If you’re being taken for granted, it can be hard to tell. Just ask the U.S. Green Building Council’s (USGBC) LEED certification system. For years, as more and more flashy new buildings lined up for their bona fides, LEED routinely allowed them to stand on its shoulders and reap the benefits of sustainable credentials and higher property values. But once the certifications had been awarded, did those buildings look back? Did they keep the green promises they’d made?
“It’s been like an arranged marriage. You go to the ceremony, then never see each other again,” says green building consultant Jerry Yudelson about LEED, now in its third major iteration. “That’s not the way it’s going to be going forward.”

With LEED 2009, which launched in April and applies to commercial and institutional buildings, the system has clearer language regarding credit interpretation and harmonizes credits across different ratings (LEED for New Construction and LEED for Existing Buildings, for example), says USGBC spokesperson Ashley Katz. But also, finally, it asks for a long-term commitment: The owners of new buildings seeking certification must now agree to share annual data on the projects’ water and energy usage for a period of five years or risk losing the LEED stamp of approval. On its announcement, this new requirement was hailed as a sign of LEED’s maturity and a step toward greater energy efficiency and carbon reductions in LEED buildings. Several months down the line, though, how is it playing out? Are architects changing their designs, or clients their priorities, in light of the revisions?
“We don’t really know what [a post–LEED 2009 world] is going to look like yet, or how clients are going to receive that and act on it,” says Johanna Brickman, director of sustainability and associate partner at Zimmer Gunsul Frasca Architects in Portland, Ore. Brickman wonders about the logistics of the new system. “It’s a challenge even for us to get that data from our clients, so I could imagine getting that from the thousands of LEED projects every year would be an administrative headache.” Brickman says that aside from stressing the importance of long-term data reporting, the new point distribution hasn’t really changed the design recommendations her firm makes.
For architects, the most significant change may be a new emphasis on siting, with more points awarded for offering access to public transportation, maximizing open space, and other site-specific measures. Additional points also can be earned for addressing regional environmental priorities.

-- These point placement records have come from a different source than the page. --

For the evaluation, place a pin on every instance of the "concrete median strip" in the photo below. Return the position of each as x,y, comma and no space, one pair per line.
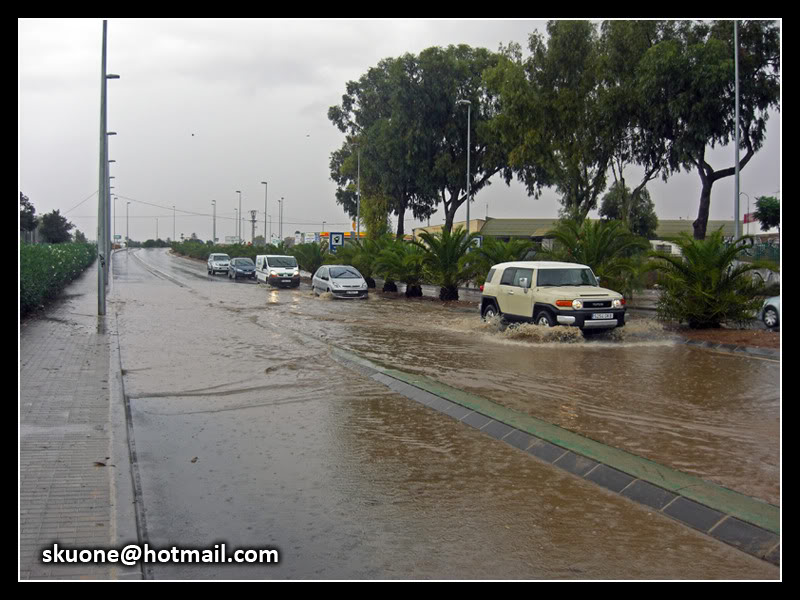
746,523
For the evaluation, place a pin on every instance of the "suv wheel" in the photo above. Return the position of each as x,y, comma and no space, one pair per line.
545,318
490,311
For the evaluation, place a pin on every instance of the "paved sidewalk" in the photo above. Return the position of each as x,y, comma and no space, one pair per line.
67,474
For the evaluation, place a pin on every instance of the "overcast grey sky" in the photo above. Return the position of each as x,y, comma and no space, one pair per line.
207,107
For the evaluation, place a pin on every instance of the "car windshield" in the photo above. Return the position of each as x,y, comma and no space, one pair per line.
282,261
344,273
548,277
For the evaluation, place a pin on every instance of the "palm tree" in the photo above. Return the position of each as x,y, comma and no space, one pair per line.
707,286
404,262
608,247
445,260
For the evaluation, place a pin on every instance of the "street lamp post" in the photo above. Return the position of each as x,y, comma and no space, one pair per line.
265,214
280,220
469,115
103,196
214,222
238,220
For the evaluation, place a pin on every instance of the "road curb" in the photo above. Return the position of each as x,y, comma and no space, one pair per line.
749,524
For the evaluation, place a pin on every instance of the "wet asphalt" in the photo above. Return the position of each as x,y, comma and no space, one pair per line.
248,432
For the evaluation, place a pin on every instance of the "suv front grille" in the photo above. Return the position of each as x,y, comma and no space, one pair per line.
596,304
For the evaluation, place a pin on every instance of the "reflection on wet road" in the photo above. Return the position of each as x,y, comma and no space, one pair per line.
250,434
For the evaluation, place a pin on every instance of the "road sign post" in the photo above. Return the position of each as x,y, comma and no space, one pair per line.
337,241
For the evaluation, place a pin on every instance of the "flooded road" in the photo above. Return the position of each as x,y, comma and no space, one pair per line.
250,434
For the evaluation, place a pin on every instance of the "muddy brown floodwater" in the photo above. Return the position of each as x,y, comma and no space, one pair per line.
249,433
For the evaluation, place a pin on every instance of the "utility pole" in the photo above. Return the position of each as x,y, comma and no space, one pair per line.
266,241
102,194
253,222
214,222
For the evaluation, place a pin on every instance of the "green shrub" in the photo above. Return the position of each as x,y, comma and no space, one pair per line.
44,270
705,287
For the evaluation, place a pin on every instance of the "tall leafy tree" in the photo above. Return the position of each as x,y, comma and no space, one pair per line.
689,80
54,228
27,214
768,212
624,108
552,119
412,136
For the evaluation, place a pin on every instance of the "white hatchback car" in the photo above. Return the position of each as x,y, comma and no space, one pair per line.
218,262
343,281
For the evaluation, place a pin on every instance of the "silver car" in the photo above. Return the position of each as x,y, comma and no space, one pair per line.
771,312
218,262
343,281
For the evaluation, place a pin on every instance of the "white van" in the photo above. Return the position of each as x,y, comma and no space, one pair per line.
281,271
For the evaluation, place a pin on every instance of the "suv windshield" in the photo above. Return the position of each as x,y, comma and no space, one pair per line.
281,261
344,273
547,277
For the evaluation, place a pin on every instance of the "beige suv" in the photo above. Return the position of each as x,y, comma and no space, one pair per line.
551,293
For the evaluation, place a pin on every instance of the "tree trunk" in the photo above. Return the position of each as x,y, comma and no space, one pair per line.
401,213
450,214
701,223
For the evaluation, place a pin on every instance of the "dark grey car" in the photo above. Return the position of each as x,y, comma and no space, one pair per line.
242,267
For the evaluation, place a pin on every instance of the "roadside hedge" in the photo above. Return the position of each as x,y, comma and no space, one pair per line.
44,270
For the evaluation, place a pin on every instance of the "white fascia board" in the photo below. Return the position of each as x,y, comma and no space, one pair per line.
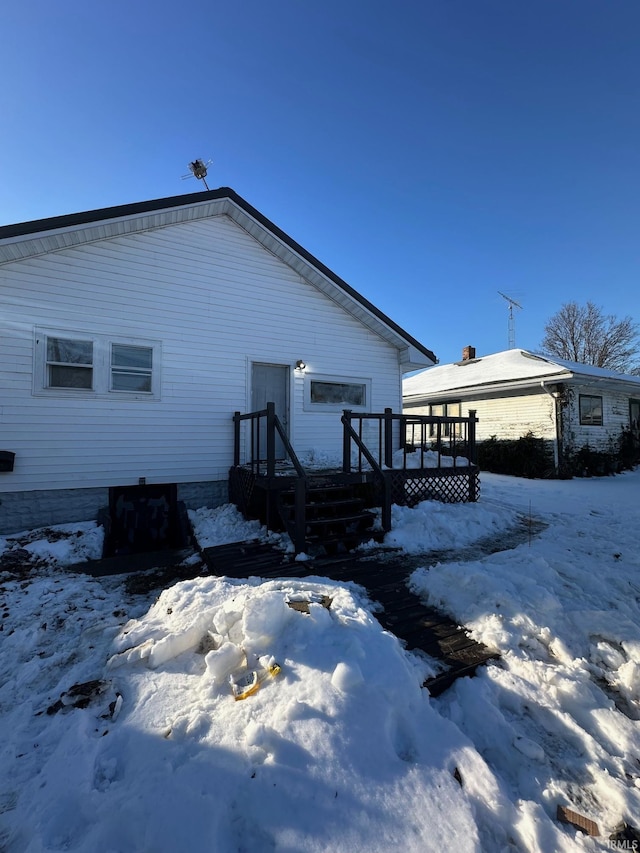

Stressing that it’s too early to make broad conclusions, Daniel Mills, the sustainability manager in HOK’s Houston office and a member of the firm’s sustainability leadership group, predicts that as LEED 2009 becomes status quo, owners and developers likely will “engage architects very early in helping with site selection” because of this shift. “Owners will become much more savvy” about these credits, he says.
By contrast, Mills believes a third major change included in LEED 2009—the raising of the minimum water and energy-efficiency standards—won’t be felt so much by architects or their clients. “I don’t foresee that being a big issue for owners to achieve,” he says, because of the wider availability and lower cost of green products.
But the new requirements do mean it’s important to ensure that your staff is up to date. For Denver-based Fentress Architects, says president and principal in charge of design Curtis Fentress, this means “more seminars and workshops to stay on the cutting-edge of evolving sustainable design and technologies.”
Mills hails the new data-collection requirement, which, he argues, presents both a teaching and learning opportunity for the profession. “It’s important for the owner to realize the full potential of what the design team has worked on for them; but it’s also good because … it makes us more accountable in our design,” Mills says. “There’s kind of a feedback loop. And then you can take it forward in your next project.”